Coal Remains the World’s Leading Fuel for Electricity Generation
The world needs U.S. coal technology leadership more than ever. And if the U.S. is indeed concerned with tackling the global emissions challenge, coal technology can’t be an afterthought in the climate equation, it needs to be a centerpiece of the effort.
The 2020 BP Statistical Review of World Energy highlights a trend that is only growing more pronounced by the year. While coal consumption is waning in the U.S. and Europe, it’s growing even faster in Asia. Coal remains the world’s leading fuel for electricity generation and the key input to produce the vast majority of the world’s steel.
The following chart from Axios, produced from BP data, is telling. While American climate hawks see an emissions-reduction silver bullet in pushing the U.S. coal fleet off the grid – regardless of the cost to grid reliability or energy affordability – U.S. coal consumption is but a small part in a far larger drama.
China is consuming more coal than the rest of the world combined and continuing to add new plants both at home and abroad. According to recent analysis, China may add another 130 gigawatts of coal-fired generating capacity over the next five years.
In India and Southeast Asia, coal’s story is also a bullish one. The International Energy Agency (IEA) reported in December that in India coal generation is expected to grow by 4.6% per year through 2024. That growth isn’t coming in place of investment in renewables but right alongside it.
In Southeast Asia, coal’s growth is even more pronounced. Coal demand is expected to grow by more than 5% per year through 2024, led by Indonesia and Vietnam.
Shirley Zhang, an analyst at energy consultancy Wood Mackenzie, recently told Bloomberg, “The future of coal depends on Asian demand, which is still growing, and is offsetting the decline from the rest of the world over the next decade.”

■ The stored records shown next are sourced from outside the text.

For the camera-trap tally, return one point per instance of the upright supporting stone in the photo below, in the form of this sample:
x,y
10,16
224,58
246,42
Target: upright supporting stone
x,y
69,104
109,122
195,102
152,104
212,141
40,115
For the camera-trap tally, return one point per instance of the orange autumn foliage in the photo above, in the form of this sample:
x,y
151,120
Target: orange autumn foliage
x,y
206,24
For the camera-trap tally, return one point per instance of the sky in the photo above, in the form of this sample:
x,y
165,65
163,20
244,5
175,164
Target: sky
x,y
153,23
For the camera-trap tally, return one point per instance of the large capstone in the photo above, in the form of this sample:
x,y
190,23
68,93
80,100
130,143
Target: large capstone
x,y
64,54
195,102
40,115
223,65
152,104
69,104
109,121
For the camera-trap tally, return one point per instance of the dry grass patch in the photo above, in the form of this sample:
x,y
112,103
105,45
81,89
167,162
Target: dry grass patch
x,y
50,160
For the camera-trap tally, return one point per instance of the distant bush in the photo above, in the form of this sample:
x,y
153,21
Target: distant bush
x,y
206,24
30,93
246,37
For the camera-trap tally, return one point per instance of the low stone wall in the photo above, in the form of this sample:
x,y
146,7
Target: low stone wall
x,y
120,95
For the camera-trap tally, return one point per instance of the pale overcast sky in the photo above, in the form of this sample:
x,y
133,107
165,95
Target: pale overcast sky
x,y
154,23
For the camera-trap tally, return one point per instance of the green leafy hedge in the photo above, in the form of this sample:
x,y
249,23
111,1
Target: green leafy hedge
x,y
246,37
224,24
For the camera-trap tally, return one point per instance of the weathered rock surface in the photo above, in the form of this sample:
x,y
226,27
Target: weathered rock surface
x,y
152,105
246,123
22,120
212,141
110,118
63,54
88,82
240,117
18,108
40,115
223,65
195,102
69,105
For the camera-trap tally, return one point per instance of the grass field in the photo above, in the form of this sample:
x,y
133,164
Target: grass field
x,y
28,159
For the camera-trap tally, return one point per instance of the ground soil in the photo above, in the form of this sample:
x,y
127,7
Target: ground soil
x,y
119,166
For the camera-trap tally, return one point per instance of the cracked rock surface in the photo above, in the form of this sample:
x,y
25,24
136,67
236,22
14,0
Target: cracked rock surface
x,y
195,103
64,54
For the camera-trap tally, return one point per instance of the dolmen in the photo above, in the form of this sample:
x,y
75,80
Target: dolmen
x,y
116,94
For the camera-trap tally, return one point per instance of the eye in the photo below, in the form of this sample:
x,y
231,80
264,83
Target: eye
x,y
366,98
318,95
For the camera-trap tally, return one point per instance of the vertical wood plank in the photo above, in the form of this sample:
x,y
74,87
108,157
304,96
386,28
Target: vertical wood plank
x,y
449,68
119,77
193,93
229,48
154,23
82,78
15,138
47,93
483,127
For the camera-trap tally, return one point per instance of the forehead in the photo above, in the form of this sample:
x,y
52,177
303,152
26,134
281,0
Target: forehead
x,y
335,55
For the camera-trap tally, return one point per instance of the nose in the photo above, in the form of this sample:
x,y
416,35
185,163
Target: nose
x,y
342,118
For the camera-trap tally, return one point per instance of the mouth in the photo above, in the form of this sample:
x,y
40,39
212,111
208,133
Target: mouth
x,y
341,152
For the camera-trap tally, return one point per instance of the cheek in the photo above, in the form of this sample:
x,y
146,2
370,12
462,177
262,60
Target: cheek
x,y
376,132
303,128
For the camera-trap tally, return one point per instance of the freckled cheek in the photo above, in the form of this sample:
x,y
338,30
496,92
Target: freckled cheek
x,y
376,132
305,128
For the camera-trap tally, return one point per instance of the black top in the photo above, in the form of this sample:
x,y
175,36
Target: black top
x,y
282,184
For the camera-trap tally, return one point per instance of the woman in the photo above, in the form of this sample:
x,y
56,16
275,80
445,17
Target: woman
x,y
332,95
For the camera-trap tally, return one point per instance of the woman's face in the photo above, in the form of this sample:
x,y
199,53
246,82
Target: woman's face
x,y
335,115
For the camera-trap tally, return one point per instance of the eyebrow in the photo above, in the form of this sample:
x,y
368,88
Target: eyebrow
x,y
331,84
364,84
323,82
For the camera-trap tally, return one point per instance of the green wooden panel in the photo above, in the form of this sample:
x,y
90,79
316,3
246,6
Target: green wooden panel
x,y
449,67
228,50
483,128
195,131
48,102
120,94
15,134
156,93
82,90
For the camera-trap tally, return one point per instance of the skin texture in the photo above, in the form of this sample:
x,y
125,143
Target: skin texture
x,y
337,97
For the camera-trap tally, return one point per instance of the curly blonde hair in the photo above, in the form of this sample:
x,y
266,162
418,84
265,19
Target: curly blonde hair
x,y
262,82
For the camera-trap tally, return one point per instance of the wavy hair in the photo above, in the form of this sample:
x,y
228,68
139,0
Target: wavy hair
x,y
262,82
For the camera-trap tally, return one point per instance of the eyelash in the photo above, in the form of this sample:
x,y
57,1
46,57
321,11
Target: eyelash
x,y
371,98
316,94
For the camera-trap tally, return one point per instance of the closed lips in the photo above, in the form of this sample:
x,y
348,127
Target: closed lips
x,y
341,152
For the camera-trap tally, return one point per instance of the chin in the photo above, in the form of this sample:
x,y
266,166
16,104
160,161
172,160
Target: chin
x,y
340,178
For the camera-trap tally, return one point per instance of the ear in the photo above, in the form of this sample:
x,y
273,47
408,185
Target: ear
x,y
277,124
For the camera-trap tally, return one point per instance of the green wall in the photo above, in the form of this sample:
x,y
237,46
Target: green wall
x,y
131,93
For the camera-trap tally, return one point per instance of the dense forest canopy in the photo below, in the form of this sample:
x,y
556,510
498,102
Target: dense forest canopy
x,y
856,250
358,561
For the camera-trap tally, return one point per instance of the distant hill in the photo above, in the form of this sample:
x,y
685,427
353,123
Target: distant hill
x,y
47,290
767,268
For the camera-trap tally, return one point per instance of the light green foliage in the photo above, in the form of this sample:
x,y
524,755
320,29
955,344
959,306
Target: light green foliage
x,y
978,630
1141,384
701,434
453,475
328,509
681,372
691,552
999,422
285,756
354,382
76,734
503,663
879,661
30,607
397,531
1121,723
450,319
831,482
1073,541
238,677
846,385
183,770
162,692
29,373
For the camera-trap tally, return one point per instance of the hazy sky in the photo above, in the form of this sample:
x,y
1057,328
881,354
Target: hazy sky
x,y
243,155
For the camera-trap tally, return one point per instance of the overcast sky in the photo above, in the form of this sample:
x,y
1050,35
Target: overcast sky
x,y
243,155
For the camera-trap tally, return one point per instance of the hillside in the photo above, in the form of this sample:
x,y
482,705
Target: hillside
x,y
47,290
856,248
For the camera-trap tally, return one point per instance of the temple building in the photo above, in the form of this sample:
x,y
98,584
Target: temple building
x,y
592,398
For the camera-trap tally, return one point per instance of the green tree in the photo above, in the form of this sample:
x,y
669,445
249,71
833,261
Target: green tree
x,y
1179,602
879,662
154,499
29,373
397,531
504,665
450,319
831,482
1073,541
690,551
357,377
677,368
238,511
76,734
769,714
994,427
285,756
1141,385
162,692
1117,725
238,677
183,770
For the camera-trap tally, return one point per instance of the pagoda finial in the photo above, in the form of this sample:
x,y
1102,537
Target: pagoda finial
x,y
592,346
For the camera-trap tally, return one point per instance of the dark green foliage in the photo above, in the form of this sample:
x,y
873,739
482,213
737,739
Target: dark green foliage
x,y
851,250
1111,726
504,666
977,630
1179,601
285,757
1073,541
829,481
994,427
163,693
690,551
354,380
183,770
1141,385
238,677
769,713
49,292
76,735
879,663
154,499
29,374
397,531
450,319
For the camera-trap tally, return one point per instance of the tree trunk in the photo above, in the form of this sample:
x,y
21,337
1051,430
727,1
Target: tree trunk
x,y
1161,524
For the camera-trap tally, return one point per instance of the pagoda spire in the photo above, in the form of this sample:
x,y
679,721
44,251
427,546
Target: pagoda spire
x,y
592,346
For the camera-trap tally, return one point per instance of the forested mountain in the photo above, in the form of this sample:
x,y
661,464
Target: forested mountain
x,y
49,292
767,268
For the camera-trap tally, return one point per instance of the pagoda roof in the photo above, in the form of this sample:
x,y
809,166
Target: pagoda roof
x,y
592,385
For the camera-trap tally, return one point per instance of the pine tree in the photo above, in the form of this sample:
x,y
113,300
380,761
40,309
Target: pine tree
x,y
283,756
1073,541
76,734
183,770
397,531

Today, Asia accounts for 77% of global coal demand. By 2030, according to IHS Markit, it will reach 81%.
This is a reality – this is data – that must inform and hopefully shape the ways in which the U.S. invests in energy technology and emissions reduction technology. The very environmentalists who have worked tirelessly to try and kill the U.S. coal fleet should be begging for the Department of Energy and the nation’s national labs to work on the advanced coal and fossil fuel technologies that address emissions from the fuels the world uses and will continue to use well into the future. Coal may no longer be king in the U.S., but it remains firmly atop the global throne.
America cannot – nor should it even consider – turning its back on the U.S. coal industry, the expertise of a workforce second-to-none and the world’s largest coal reserves.
Testifying in front of the Senate Energy and Natural Resources Committee earlier this year, when asked which technology is most essential to reducing emissions, IEA Director Fatih Birol said, “If I had to pick one technology as the most critical, if I had a magic touch to make this technology mature and [gain] market share,” it would be carbon capture.
Developing and deploying the essential coal technologies of tomorrow here in the U.S. isn’t something we should just hope to do, it’s an imperative. Advancing the CoalFIRST program, which is aiming to develop next-generation, near-zero emission coal plants, fits that bill. Extending the 45Q tax credit for carbon capture also must be part of the equation. The world needs a breakthrough in carbon capture, utilization and storage technologies and it needs U.S. leadership to get it done.
Confronting the global emissions challenge will not be won with more production tax credits for mature wind technology. It will be won developing and advancing new, essential energy technologies that work with the energy infrastructure the world has and will continue to lean on for decades to come.